Corliss also cited the fact that Kingman Brewster, president of Yale, has called upon the alumni of the Yale Law School to support the Kent 25, who have "become a symbol of civil liberties under attack."

However, Corliss said, "There is no way at all of telling how much is actually being done in the way of supportive action on any of the campuses. It's possible that there has been very little follow-through. We're planning on sending out 40 speakers who'll appear at rallies and such on request. I don't know how much demand for them there's been so far."

"But I do think that this particular cause has received so much publicity that if there isn't a widespread response and concern, people will say, 'See, no one cares.'"
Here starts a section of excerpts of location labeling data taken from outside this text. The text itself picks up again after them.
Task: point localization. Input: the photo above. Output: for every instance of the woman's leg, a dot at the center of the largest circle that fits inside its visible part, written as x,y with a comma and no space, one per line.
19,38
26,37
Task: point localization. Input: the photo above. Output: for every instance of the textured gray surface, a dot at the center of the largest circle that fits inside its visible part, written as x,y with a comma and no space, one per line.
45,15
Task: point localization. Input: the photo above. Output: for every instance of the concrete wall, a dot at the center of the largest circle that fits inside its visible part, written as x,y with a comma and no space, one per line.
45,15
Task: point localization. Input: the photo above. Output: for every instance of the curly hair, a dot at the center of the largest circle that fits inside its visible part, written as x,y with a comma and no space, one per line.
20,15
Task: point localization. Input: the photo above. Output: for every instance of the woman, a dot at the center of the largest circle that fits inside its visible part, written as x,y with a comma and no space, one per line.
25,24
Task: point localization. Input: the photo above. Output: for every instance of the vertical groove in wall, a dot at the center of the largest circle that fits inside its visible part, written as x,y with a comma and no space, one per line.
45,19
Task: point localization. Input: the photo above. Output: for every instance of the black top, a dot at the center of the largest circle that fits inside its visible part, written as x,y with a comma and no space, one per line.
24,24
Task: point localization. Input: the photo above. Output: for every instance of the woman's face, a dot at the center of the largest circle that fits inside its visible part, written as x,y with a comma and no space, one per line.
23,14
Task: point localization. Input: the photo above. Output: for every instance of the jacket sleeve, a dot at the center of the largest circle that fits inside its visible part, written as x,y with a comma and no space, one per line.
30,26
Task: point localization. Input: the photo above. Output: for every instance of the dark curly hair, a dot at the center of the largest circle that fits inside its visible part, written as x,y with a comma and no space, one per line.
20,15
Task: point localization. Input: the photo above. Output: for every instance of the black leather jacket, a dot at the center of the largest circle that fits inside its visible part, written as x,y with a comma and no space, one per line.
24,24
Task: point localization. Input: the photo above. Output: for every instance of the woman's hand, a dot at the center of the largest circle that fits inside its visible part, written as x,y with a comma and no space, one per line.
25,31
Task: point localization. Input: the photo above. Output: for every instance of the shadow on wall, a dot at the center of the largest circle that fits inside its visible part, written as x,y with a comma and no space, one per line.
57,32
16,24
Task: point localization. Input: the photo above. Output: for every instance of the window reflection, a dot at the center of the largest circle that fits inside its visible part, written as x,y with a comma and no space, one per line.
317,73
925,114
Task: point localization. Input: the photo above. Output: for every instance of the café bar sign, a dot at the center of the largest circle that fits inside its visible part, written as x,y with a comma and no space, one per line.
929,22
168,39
"We're willing to do a lot," he said, "but the Kent students were very anxious that whatever got started would be a student-run thing. We passed on the word about what the problems were and what kind of actions the Kent people were suggesting, but the students are going to have to take if from there. I just don't know."

George Waid, Higgins Professor of Biology, denied last night that the apathy being displayed by Harvard students was typical. "Students are discouraged. There seems to be a conscious national campaign to turn students off, to convince them that the situation is hopeless. So far the campaign has succeeded in the in the realm of politics.

"However, other schools are more active. For example, there was a rally at Tufts last Friday to support the Kent protests. Harvard had better look to its buttons."